第33話 流転の風と、氷の誓い
──それは、星詠みの塔に身を寄せてからしばらく経った頃だった。レオンは自身の魔力、魔術に対して少しずつ理解をし始めていた。
フェンメルに、魔獣騒ぎが起きた。郊外の研究施設から逃げ出した実験体。
名を、“霧喰い”。
それは霊体に近い実体の薄いモンスターで、魔力に反応し、空気中の微粒子を媒介に侵食・増殖する厄介な存在だった。
研究員と警備兵は全滅。現場は魔術結界によって封鎖された。
──だが。
その封鎖をすり抜けた霧喰いの一部が、都市の外れにある診療区へと流れ込んでしまった。
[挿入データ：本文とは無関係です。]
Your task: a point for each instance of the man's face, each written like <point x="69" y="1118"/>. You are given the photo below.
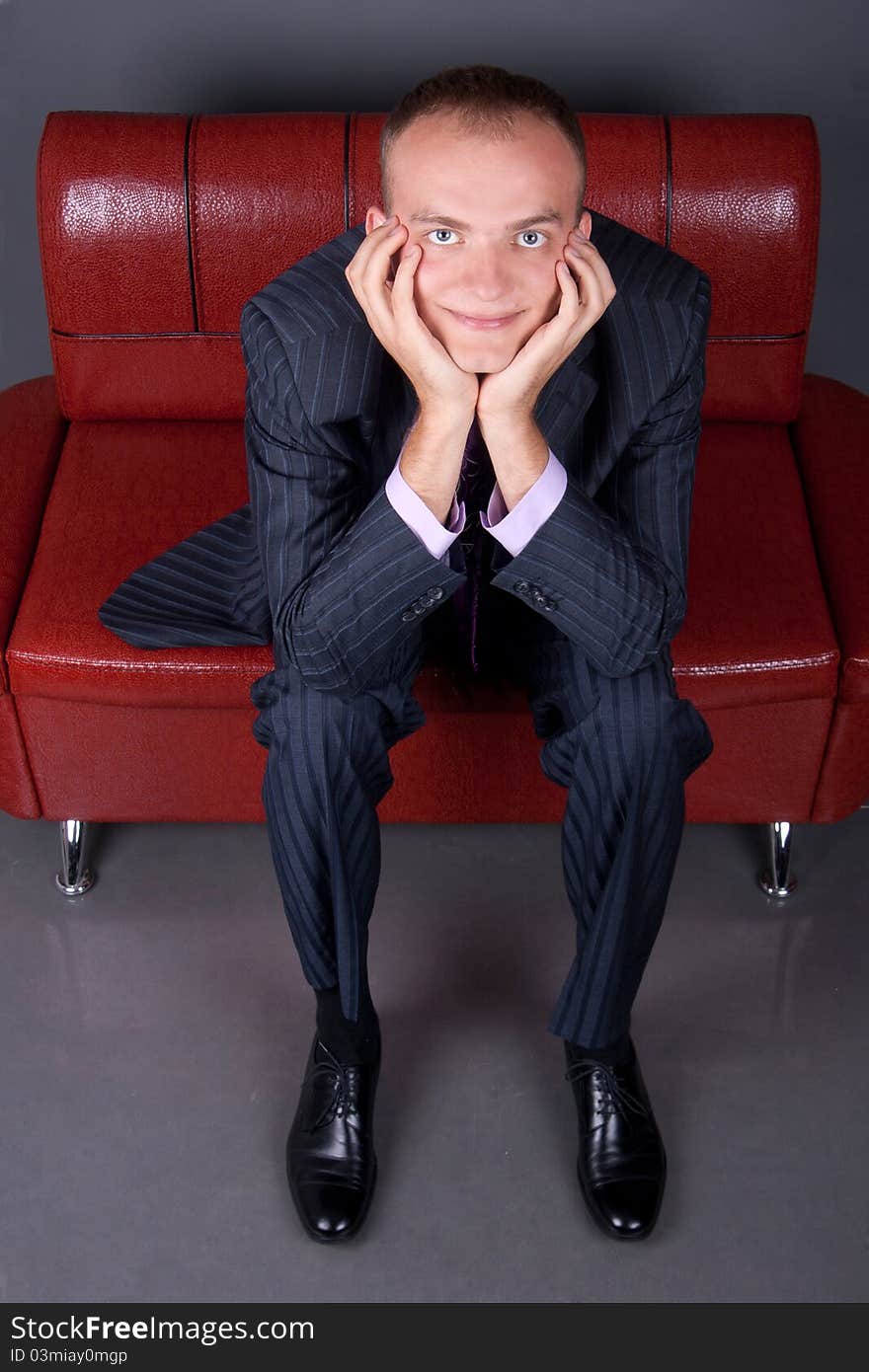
<point x="488" y="267"/>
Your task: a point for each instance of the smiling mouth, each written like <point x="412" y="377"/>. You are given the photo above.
<point x="472" y="323"/>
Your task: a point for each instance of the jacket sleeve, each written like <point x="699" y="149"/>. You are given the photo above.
<point x="611" y="572"/>
<point x="345" y="580"/>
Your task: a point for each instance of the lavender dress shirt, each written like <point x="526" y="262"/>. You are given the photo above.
<point x="513" y="530"/>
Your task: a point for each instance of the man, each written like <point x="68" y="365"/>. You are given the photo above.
<point x="485" y="334"/>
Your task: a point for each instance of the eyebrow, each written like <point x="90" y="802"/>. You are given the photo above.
<point x="546" y="215"/>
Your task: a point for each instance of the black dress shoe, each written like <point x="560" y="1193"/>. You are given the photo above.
<point x="331" y="1163"/>
<point x="622" y="1164"/>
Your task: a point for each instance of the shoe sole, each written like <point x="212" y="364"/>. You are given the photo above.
<point x="345" y="1234"/>
<point x="607" y="1228"/>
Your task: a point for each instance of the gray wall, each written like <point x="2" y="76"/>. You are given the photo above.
<point x="625" y="55"/>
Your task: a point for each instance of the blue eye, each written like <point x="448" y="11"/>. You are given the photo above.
<point x="526" y="232"/>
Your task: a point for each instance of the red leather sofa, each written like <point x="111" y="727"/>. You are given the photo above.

そこには、治療中の病人たち──特に、子どもたちが多く寝かされていた。
「結界の再展開が間に合わない……避難誘導も遅れている……!」
術者たちの焦燥と混乱が交錯する中──
ある一人の少年が、迷うことなく塔を飛び出していた。
レオン・ヴァルトハイト。
命じられたわけでも、名を求めたわけでもない。ただ、彼は走った。
「おい、危ないぞ、引き返せ!」
警備隊の叫びも聞かず、レオンは診療区の扉を押し開けた。
重い空気。腐敗したような、金属臭に似たにおい。
「……これは……」
廊下の奥に、半透明の影が蠢いていた。
霧喰い──漂うように浮かび、音もなく近づいてくるその様は、悪夢そのものだった。
「……空間に残留魔力が……いや、違う。“呼吸”で魔力を吸収してる……!」
即座に、詠唱を開始。
氷の魔法陣が床に広がり、足元から冷気が螺旋を描いて立ち上がる。
「《零域結界・型式C》──氷鎖陣、展開」
風が巻き、空気が張りつめる。
霧喰いたちがレオンに気づいた瞬間、数体が一斉に襲いかかった。
しかし──次の瞬間、空間が凍りつく。
《氷鎖陣》
魔力の波長を乱し、対象の移動を封じる拘束魔術。
それをレオンは三重結界として展開。
領域外からの侵入すら遮断する、高度な応用術だった。
「俺がやらなければ、誰も救えない」
恐れも、迷いもない。
ただその一点の想いだけが、魔術を研ぎ澄ませていた。
封鎖された診療区で、彼はたった一人で二時間、結界を維持し続けた。
魔力の消耗は激しく、体は軋み、意識も薄れかけていた。
それでも、彼は動かなかった。
──駆けつけた術師団が到着し、処理を引き継ぐと申し出ても。
レオンは最後までその場に残り続けた。
冷気の中、結界の奥で倒れていた少女の体に、自分の上着をそっとかけて。
その手は、震えていたが……温かかった。
夜。塔の屋上。
風が冷たく、星が冴えわたっていた。
「……よくやったな」
グレイ・ローデンハルトがそう告げたとき、レオンは黙って頷いた。
疲れ切っていた。言葉もほとんど出なかった。
けれど、胸には確かなものがあった。
「……あれが、俺の……」
言葉にできない想いが、胸の奥に広がっていく。
グレイはしばし彼を見つめ、そして、夜空に向かって静かに言った。
「真理の先にあるものは、祈りだ。
だが──その祈りを、現実に届ける手段を持つのが、“術者”という存在だ。忘れるな」
その言葉に、レオンは初めて思った。
自分の力が、ただ“孤独を守るため”ではなく──“誰かに届く”ものであっても、いいのではないか、と。
それが、“誓い”となった。
──己の魔術を、誰かのために振るうという、最初の一歩。
風が吹き、彼の長い前髪が揺れた。
夜の塔は静かに、そして誇らしげにその光を放っていた。